Let's create two arrays to do some calculations on

In [None]:
arr5 = np.array([1,2,3,4,5])
arr6 = np.array([1,1,1,1,1])

like calculating the maximum

In [None]:
max(arr5)

5

, minimum

In [None]:
min(arr5)

1

, sum

In [None]:
sum(arr5)

15

, mean

In [None]:
np.mean(arr5)

, difference by element

In [None]:
print(arr5-arr6)

[0 1 2 3 4]


, and the result of division by element

In [None]:
print(arr4/arr5)

[[ 26.           2.          30.33333333   6.25         6.4       ]
 [ 26.          40.          11.           4.           1.6       ]
 [100.          43.          16.66666667   5.25        16.4       ]
 [ 54.          45.          31.66666667  24.75         8.6       ]
 [ 64.          33.5         22.33333333   9.5         18.4       ]
 [ 25.          10.          16.66666667  17.25        15.        ]]


Given that this is what NumPy was ultimately made for, it's impossible to demonstrate even a small fraction of this functionality. Check out [this documentation](
https://numpy.org/doc/stable/reference/routines.math.html) to see the full list per the creators of the package.

## Exercises

In this section, we will work with a small matrix of simulated data. Imagine each row corresponds to one patient, and each column to a biomarker associated with bladder cancer. We're going to use NumPy to explore the data.


In [None]:
ex_arr = np.array([[6.87, 6.88, 8.95, 8.16, 7.12],
                  [0.47, 8.76, 0.12, 8.18, 5.14],
                  [1.5, 2.65, 1.87, 2.61, 1.54],
                  [2.55, 3.12, 3.57, 3.91, 3.84,],
                  [3.14, 0.16, 7.29, 9, 1.64]])
ex_arr

array([[6.87, 6.88, 8.95, 8.16, 7.12],
       [0.47, 8.76, 0.12, 8.18, 5.14],
       [1.5 , 2.65, 1.87, 2.61, 1.54],
       [2.55, 3.12, 3.57, 3.91, 3.84],
       [3.14, 0.16, 7.29, 9.  , 1.64]])

### 1

Sort each patient by biomarker.
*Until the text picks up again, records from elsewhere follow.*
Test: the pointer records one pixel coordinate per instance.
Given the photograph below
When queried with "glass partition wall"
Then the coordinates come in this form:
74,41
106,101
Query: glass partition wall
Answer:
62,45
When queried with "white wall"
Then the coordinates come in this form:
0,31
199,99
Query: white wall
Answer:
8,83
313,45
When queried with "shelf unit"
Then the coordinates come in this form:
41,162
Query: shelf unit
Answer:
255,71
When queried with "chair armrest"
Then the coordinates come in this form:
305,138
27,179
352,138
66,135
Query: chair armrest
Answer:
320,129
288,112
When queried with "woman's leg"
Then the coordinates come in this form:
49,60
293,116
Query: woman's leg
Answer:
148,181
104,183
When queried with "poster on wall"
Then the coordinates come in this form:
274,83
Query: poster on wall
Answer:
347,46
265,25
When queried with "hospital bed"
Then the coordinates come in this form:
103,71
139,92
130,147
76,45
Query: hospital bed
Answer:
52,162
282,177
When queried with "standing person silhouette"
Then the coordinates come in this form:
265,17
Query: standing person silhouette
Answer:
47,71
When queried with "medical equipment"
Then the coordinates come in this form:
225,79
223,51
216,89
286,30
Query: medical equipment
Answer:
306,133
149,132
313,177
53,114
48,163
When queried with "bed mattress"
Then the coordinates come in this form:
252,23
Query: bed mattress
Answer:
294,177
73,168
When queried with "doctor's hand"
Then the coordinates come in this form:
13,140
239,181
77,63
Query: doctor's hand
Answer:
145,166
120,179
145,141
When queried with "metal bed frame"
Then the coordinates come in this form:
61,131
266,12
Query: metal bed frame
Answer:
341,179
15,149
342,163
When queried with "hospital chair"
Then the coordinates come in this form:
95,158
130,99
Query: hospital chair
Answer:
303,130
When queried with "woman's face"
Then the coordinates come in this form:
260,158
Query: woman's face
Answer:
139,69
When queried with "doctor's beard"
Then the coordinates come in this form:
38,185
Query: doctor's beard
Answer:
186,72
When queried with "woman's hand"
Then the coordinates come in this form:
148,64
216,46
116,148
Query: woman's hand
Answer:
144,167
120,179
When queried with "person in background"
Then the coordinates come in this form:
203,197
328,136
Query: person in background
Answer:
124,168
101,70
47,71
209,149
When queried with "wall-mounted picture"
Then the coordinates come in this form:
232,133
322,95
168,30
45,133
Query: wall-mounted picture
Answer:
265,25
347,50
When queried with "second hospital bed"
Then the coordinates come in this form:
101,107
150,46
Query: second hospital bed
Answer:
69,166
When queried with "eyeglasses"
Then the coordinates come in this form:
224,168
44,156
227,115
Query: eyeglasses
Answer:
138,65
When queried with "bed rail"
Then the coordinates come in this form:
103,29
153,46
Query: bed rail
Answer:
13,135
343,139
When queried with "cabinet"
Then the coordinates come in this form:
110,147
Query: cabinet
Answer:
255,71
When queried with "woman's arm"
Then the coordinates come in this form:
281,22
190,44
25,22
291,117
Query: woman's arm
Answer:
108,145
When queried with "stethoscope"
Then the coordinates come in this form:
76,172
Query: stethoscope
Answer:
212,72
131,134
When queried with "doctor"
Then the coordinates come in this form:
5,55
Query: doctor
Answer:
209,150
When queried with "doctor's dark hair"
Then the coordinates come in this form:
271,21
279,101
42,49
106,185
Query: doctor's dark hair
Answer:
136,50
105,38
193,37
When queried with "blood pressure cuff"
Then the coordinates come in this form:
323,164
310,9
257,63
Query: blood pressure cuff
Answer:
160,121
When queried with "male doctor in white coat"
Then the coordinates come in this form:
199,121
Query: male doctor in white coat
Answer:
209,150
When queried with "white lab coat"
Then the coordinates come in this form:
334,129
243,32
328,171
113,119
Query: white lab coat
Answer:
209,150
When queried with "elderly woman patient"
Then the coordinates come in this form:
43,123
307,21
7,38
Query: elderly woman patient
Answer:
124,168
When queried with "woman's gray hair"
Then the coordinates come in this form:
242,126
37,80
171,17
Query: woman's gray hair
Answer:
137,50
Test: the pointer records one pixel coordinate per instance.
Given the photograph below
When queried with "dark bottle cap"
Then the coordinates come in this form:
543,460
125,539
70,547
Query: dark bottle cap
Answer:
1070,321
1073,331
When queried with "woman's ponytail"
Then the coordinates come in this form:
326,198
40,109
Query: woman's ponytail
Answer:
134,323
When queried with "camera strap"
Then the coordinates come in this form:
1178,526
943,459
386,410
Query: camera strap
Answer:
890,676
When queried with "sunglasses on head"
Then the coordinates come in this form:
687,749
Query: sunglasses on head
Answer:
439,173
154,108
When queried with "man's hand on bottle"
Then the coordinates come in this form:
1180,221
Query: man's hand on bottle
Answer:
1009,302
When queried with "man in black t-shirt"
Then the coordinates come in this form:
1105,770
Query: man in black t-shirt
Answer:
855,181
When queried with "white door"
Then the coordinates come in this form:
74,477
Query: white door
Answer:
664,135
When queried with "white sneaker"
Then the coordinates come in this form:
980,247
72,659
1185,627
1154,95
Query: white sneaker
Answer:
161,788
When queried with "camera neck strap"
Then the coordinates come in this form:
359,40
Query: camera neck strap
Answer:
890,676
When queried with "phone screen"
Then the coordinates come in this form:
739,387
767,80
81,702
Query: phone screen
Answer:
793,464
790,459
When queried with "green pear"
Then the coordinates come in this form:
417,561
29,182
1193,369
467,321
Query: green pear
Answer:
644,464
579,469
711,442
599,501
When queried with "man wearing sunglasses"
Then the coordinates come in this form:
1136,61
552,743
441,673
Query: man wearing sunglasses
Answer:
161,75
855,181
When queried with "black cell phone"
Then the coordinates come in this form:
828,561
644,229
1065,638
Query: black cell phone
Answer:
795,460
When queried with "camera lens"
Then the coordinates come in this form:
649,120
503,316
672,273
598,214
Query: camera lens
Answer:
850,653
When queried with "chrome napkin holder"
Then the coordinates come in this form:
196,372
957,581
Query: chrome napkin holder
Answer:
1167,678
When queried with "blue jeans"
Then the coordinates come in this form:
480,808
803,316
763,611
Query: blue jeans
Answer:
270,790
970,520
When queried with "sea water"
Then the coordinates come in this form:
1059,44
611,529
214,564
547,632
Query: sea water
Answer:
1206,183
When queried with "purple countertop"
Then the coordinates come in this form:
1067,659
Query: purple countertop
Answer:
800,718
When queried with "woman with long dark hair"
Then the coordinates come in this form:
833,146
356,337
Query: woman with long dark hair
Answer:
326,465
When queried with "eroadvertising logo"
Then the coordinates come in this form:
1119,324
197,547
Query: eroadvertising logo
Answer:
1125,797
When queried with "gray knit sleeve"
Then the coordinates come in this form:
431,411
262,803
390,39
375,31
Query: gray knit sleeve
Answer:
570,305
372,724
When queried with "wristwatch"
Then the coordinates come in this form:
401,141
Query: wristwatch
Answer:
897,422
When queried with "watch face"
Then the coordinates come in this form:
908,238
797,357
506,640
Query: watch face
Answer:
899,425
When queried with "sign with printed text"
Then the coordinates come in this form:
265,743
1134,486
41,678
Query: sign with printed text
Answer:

What biomarker does each patient have their highest score for? Can you use the documentation above to automatically calculate this.

### 2

Calculate the mean value for each patient and biomarker. Which patient has the highest average? Which biomarker?

### 3

How many values in the matrix are greater than 5? What about 8?

### 4

Often in biological data, we need to *normalize*, meaning to rescale variables to make them more simple to directly compare. Can you normalize this matrix by dividing each biomarker by its mean value?